Daarbij komt dat het bouwwerk in strijd is met het Bouwbesluit, zoals tussen partijen niet in geschil is. Ook daarom kan, gelet op artikel 44, aanhef en onder a, van de Woningwet geen bouwvergunning worden verleend.
2.6. De omstandigheid dat handhaving financiële gevolgen voor de eigenaar van het pand en verlies aan woonruimte tot gevolg heeft, op grond waarvan het college besloten heeft de illegale situatie te gedogen, biedt geen grond voor het oordeel dat het college in redelijkheid heeft kunnen besluiten niettemin niet tot handhaving over te gaan. Ook overigens is niet gebleken van bijzondere omstandigheden die tot dat oordeel kunnen leiden.
De rechtbank heeft dat ten onrechte niet onderkend.
2.7. Het hoger beroep is gegrond. De aangevallen uitspraak dient te worden vernietigd. Doende hetgeen de rechtbank zou behoren te doen zal de Afdeling het beroep tegen het besluit van 21 december 2001 gegrond verklaren en dat besluit vernietigen. Het college dient een nieuwe beslissing op bezwaar te nemen met inachtneming van deze uitspraak.
2.8. Van proceskosten die voor vergoeding in aanmerking komen is niet gebleken.
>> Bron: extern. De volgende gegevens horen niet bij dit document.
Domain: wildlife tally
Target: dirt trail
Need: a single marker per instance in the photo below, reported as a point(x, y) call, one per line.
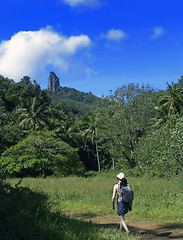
point(143, 231)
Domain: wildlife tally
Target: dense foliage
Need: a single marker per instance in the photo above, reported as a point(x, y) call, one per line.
point(136, 128)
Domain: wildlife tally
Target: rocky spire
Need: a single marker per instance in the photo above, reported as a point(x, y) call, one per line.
point(53, 84)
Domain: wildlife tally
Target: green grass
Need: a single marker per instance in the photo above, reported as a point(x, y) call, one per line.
point(156, 200)
point(25, 214)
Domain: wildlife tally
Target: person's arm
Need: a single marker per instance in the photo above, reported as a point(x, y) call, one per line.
point(114, 196)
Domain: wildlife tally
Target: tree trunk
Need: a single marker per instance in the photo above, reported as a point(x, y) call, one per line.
point(98, 160)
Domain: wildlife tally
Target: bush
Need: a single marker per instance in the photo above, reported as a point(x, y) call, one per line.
point(159, 152)
point(40, 153)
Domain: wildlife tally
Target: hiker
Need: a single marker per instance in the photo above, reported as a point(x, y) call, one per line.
point(124, 202)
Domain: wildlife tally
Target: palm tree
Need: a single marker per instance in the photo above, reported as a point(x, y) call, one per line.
point(90, 132)
point(33, 116)
point(173, 102)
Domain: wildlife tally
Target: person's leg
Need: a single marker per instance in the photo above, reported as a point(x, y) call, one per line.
point(123, 223)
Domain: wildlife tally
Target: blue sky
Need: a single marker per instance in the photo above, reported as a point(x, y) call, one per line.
point(92, 45)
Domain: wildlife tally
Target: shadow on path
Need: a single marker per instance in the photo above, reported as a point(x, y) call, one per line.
point(141, 230)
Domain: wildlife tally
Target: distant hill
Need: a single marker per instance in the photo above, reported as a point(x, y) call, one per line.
point(74, 100)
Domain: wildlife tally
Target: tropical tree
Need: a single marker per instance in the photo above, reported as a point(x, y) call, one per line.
point(90, 133)
point(40, 153)
point(33, 116)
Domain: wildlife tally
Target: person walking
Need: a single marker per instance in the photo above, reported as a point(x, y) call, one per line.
point(123, 205)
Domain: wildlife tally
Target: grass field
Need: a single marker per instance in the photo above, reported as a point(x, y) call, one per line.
point(33, 207)
point(156, 200)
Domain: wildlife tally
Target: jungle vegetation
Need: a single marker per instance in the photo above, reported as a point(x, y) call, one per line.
point(136, 128)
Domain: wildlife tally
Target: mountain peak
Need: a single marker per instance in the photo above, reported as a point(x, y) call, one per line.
point(53, 84)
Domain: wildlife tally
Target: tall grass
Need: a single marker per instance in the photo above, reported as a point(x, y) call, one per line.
point(25, 215)
point(156, 200)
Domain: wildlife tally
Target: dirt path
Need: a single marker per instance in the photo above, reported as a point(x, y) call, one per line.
point(143, 231)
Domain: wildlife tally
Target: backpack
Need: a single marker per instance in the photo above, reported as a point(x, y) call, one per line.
point(125, 193)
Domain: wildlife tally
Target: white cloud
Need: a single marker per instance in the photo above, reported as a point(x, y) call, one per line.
point(157, 32)
point(30, 52)
point(115, 35)
point(76, 3)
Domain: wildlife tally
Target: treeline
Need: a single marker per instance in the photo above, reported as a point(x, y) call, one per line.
point(75, 101)
point(135, 128)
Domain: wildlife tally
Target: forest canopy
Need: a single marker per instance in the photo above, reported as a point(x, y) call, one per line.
point(136, 128)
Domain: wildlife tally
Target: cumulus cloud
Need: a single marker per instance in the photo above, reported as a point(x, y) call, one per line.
point(29, 52)
point(157, 32)
point(76, 3)
point(115, 35)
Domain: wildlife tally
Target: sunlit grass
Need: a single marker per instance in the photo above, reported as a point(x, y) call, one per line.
point(156, 200)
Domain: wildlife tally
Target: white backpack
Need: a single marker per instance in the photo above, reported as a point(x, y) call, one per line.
point(125, 193)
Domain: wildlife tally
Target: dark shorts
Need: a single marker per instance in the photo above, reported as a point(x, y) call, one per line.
point(122, 208)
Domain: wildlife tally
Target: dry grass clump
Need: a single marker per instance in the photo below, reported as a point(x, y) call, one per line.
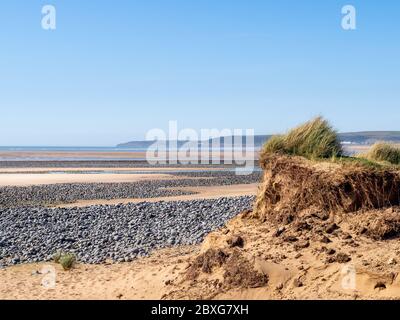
point(313, 139)
point(293, 184)
point(383, 151)
point(67, 260)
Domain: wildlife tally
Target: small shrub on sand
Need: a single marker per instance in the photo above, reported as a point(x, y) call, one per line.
point(67, 260)
point(383, 151)
point(313, 139)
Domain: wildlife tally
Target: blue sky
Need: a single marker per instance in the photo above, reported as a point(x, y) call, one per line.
point(112, 70)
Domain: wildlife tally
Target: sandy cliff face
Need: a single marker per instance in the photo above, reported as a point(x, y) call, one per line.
point(317, 231)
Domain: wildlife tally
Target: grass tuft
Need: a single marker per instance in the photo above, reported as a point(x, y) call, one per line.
point(67, 260)
point(314, 139)
point(385, 152)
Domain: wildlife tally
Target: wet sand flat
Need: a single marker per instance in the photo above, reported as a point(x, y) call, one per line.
point(28, 179)
point(206, 192)
point(104, 169)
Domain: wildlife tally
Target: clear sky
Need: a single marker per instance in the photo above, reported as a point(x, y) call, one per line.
point(112, 70)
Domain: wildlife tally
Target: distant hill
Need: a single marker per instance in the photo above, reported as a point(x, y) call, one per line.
point(363, 137)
De Afdeling bestuursrechtspraak van de Raad van State
Recht doende in naam der Koningin:
I. verklaart het hoger beroep gegrond;
II. vernietigt de uitspraak van de rechtbank te Arnhem van 24 december 2002, Awb 02/250;
III. verklaart het bij de rechtbank ingestelde beroep gegrond;
IV. vernietigt het besluit van het college van burgemeester en wethouders van Nijmegen van 21 december 2001, G140/TH;
V. gelast dat de gemeente Nijmegen aan appellant het door hem voor de behandeling van het beroep en het hoger beroep betaalde griffierecht (€ 109,00 + € 165,00) vergoedt.
Aldus vastgesteld door mr. W. van den Brink, Lid van de enkelvoudige kamer, in tegenwoordigheid van mr. J.H. Roelfsema, ambtenaar van Staat.